Very well written, insightful, and interesting. His broad argument simplified is that during the late 14th century the face of social relations was changing: oaths of fealty and sacral bonds were being replaced with written contracts, lifelong, ordained loyalties (representative of vertical hierarchy) with temporary, voluntary arrangements based on services rendered (representative of horizontal/lateral ties among people). A ‘middle strata’ of society was emerging and rising in the ranks because their skill sets were valuable. Chaucer was a member of the community of people who had gained gentle status through service and not birth. Chaucer’s social position in the ‘middle strata’ meant that he was caught in the middle between the old vertical hierarchy (since he was ‘gentle’) and the lateral (since he wasn’t born ‘gentle) and thereby existed outside of them both, liberated from having to view things from the lens of one ideology or another. His position in society and his relationship with it influenced the way he wrote and what he wrote. His inclusion of many pilgrims with different attitudes, different ways of reading society and their place in it, and different voices (or forms of competing discourse) reflected by their literary styles (genres like fabliaux, exemplum, beast fable, etc. which are associated with certain social classes) is not only aesthetic in purpose, but actually reveals a middle class perspective, one comfortable with ‘mixed’ attitudes,a middle class way of writing and experiencing the world in late 14th century England which tells us more about Chaucer and his intended audience for the Canterbury Tales.
There are potential problems with Strohm's argument.

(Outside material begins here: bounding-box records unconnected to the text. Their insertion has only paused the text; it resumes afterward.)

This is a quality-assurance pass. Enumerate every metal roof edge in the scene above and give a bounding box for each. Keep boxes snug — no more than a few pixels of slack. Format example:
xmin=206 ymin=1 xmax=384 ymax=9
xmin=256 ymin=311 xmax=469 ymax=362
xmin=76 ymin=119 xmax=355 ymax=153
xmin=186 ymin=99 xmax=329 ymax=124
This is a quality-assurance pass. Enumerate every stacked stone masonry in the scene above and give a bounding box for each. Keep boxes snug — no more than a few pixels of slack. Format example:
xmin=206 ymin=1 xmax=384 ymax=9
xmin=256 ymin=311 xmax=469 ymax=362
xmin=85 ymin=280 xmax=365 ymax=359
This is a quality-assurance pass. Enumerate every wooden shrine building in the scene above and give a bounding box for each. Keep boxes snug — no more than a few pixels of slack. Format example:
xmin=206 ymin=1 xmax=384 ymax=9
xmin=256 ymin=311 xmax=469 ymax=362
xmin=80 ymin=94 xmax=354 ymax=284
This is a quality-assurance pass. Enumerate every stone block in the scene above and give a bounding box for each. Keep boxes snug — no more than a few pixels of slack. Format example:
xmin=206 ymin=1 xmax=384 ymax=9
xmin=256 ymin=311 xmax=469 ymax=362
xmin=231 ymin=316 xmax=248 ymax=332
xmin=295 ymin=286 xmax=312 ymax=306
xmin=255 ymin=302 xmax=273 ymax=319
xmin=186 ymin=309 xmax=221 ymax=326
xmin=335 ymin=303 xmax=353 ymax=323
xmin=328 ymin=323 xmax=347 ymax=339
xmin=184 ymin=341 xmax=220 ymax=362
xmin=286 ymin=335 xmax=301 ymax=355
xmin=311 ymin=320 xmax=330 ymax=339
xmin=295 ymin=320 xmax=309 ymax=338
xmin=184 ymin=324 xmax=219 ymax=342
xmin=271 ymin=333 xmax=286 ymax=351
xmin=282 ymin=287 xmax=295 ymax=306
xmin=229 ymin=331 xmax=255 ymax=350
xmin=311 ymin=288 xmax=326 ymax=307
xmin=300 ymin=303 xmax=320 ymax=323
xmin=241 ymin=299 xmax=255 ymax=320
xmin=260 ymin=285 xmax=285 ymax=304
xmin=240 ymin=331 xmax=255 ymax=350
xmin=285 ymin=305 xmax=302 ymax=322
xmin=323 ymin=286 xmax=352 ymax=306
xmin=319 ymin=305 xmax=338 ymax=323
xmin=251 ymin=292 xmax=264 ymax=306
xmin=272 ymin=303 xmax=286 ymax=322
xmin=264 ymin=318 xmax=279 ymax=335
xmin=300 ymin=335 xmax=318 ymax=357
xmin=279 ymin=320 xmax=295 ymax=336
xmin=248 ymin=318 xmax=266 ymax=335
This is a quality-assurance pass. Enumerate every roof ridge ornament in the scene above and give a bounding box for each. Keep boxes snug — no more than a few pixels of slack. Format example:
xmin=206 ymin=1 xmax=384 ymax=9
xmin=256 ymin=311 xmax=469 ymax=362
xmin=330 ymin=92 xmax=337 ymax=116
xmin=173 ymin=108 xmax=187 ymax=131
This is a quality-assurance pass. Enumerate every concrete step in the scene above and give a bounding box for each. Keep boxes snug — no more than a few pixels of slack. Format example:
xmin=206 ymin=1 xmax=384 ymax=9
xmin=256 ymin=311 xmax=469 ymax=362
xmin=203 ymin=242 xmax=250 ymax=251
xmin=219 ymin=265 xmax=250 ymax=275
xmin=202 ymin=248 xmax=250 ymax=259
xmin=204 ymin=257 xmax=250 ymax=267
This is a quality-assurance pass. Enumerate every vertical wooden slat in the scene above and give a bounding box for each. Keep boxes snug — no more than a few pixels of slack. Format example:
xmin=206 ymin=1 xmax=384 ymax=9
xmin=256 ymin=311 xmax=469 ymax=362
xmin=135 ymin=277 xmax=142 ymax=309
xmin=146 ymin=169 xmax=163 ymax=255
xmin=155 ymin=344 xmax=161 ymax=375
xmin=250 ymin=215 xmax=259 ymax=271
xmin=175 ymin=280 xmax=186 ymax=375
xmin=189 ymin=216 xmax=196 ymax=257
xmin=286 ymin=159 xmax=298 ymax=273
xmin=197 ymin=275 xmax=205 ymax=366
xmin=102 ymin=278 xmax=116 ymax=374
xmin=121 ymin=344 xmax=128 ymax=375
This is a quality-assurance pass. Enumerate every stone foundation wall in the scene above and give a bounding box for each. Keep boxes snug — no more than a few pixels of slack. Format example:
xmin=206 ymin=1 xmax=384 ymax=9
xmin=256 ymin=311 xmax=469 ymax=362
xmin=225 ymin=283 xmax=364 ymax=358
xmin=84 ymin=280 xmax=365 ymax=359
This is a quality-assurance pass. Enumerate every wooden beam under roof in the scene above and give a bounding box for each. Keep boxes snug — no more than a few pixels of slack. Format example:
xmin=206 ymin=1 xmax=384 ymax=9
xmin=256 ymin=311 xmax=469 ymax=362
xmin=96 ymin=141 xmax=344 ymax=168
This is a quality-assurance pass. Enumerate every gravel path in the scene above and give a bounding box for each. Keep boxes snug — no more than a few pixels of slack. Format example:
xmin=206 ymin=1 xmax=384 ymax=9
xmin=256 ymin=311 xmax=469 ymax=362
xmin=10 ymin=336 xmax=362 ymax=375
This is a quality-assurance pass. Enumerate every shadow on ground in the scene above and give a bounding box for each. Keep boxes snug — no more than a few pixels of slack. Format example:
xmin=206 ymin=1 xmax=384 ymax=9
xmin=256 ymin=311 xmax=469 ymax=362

He claims that the pilgrims in Chaucer’s Canterbury Tales form a political commonwealth that mirrors Chaucer’s ‘postfeudal’ mindset/social experience. But, • is it actually possible to derive Chaucer’s attitude/final say by using his social biography to interpret his text and his text to interpret his social biography? How do we know, for instance, that the stylistic diversity in the Nun’s Priest Tale encapsulates Chaucer’s own mixed attitude? was Chaucer really socially and intellectually liberated as a member of the ‘middle strata’? Modern day conceptions of how an author should situate himself in relation to his subject and his community (aesthetic detachment) seem to be retrospectively imposed on Chaucer. There also seems to be a problem in the way Strohm links social status to the type of writing someone produces, i.e. just because Chaucer associates certain styles with certain social classes doesn't make the mimetic relationship he represents any less fictive.
This is by and far though an excellent read, very illuminating and groundbreaking. It's amazing how much ground Strohm covers.